Useful scripts for various things.
Calculate various assembly-like metrics for fasta files, including span, number of sequences, n50, n90, %NNNs, %GC... etc.
n50.pl genome1.fasta [genome2.fasta...]Extract and filter sequences from a genbank-format file. Sequences can be genomic (source), CDS or translations (protein). In development.
Type genbank_select -h for options.
Script for filtering matepair reads from a SAM/BAM file.
It optionally removes any pair of reads that (a) map to the same contig (since these have no scaffolding information), and (b) pairs where either read maps to within a specified distance from the edge of a contig. This is because there can be a lot of contamination from short-insert, FR reads in an MP library that may lead to mis-scaffolding. By removing any read mapping to within X bases of a contig edge, you can ensure that pairs which pass the filter have a minimum mapping distance which is some value greater than the upper bounds of the insert size distribution of the contaminating FR reads.
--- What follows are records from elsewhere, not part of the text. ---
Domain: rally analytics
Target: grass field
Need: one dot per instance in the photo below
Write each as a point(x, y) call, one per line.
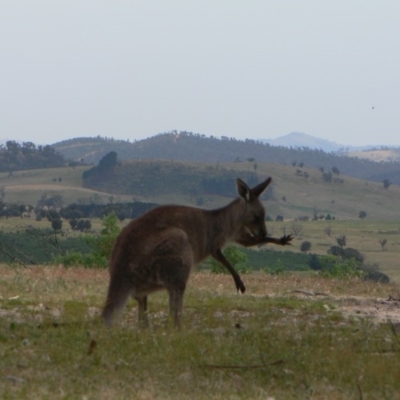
point(274, 342)
point(363, 235)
There are 4 edge distances for each mapped read:
contig read
start|++++++++++++<========++++++++++++++++++++++|end
<----(1)---><------------(2)-------------->
<--------(3)--------><--------(4)--------->
Thus 8 when both reads are considered; all 8 must be > threshold to pass filter.
Type bam_edgeFilter.pl -h for options:
OPTIONS:
-i|--in [FILE] : SAM/BAM file [required]
-f|--fasta [FILE] : fasta file of contigs [required]
-d|--min_edge_distance [INT] : discard reads with edge distance < INT [default: 500]
-s|--same_contig : discard reads mapping to the same contig [default: no]
-o|--out [STR] : output prefix [default: edgeFilter_output]
-t|--outtype [STR] : output format: 'sam' => sam format [default], 'table' => table
-h|--help : prints this help message
Recommend to set -d to at least the average insert size of the contaminating FR reads.
Either as SAM (recommended) or as TAB formatted for use in SSPACE (untested).
- Map trimmed MP reads to assembly
- Estimate insert size distributions of FR, RF, Tandem reads (e.g., with PicardTools CollectInsertSizeMetrics)
- Run bam_edgeFilter.pl with -d <mean_FR_insert_size>
- Convert output SAM file to fastq (PicardTools SamToFastq)
- Scaffold contigs using filtered reads (e.g., SSPACE)
Old SAM filtering code. Obsoleted by bam_edgeFilter.pl.
Script for pulling out groups of interest from an orthofinder output file OrthologousGroups.txt, and writing each OG to a fasta file (eg., for downstream alignment etc).
Construct the 'select' string like so: "ID1=X,ID2=Y,IDN=Z", where ID1 is the unique species ID corresponding to the entity on the lefthandside of the delimiter given by -d (default is '|'), and X is the number of members from species 1 you want to select groups containing.
-i|--in [FILE] : OrthologousGroups.txt file [required]
-f|--fasta [FILE] : path to directory of fasta files used to construct OrthologousGroups.txt [required]
-d|--delim [STR] : delimiter used in the protein naming structure [assumes an OrthoMCL-style schema of "SPECIES_ID|PROTEIN_ID"]
-s|--select [STR] : select string, eg. "ID1=1,ID2=1,IDN=1" would return 1:1 orthologous groups
-n|--noseqs : Don't print sequences; just count the groups
-o|--out [STR] : output prefix [default: selectGroups_output]
-h|--help : prints this help message
A file "selectGroups_output.groups.txt" with only selected groups written, and a directory "selectGroups_outputDir/" with fasta files containing sequence data of selected groups.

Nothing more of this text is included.